- Born: Tarek Omar Abdul Fattah Aggad 1971 (age 54–55) Lebanon
- Education: Harvard University
- Occupations: Chairman, Arab Palestinian Investment Company
- Spouse: Shirine Aggad
- Children: 4
- Father: Omar Aggad

= Tarek Aggad =

Saudi businessman

Tarek Omar Abdul Fattah Aggad (طارق عمر عبد الفتاح عقاد; born 1971) is a Saudi businessman. He is the executive director of the Aggad Investment Company (AICO) and chairman of Arab Palestinian Investment Company, two firms founded by his father, Omar Aggad.

== Biography ==
Aggad was born in Lebanon in 1971, the son of Omar Aggad, and grew up in Riyadh, Saudi Arabia, where he attended local schools. He holds a bachelor's degree in economics from Harvard University, U.S.

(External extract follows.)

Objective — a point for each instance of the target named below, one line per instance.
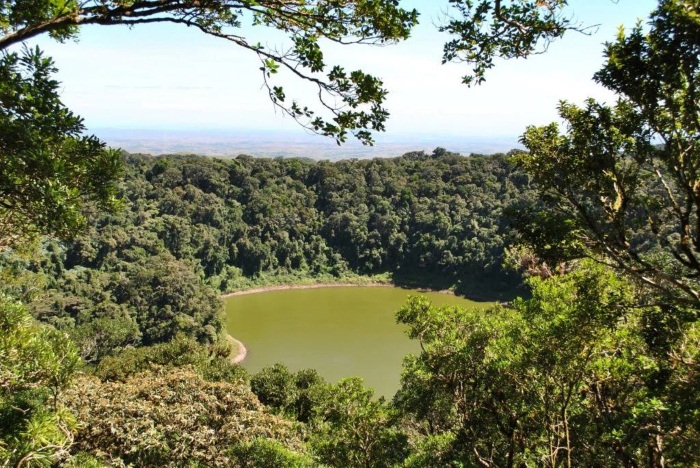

Aggad was a director on a number of boards including Aggad Investment Company, Palestine Power Generation Company, Palestine Electric Company, Bank of Palestine, King Hussein Cancer Foundation, King's Academy as well as other companies in Palestine, Jordan, and Saudi Arabia.

In 2019، Aggad was awarded the "Star of Merit" of the Order of the State of Palestine from President Mahmoud Abbas of Palestine.

In 2023, Aggad was awarded an honorary doctorate in humanities from Birzeit University.

==Personal life==
He is married to Shirine Aggad, and they have four children.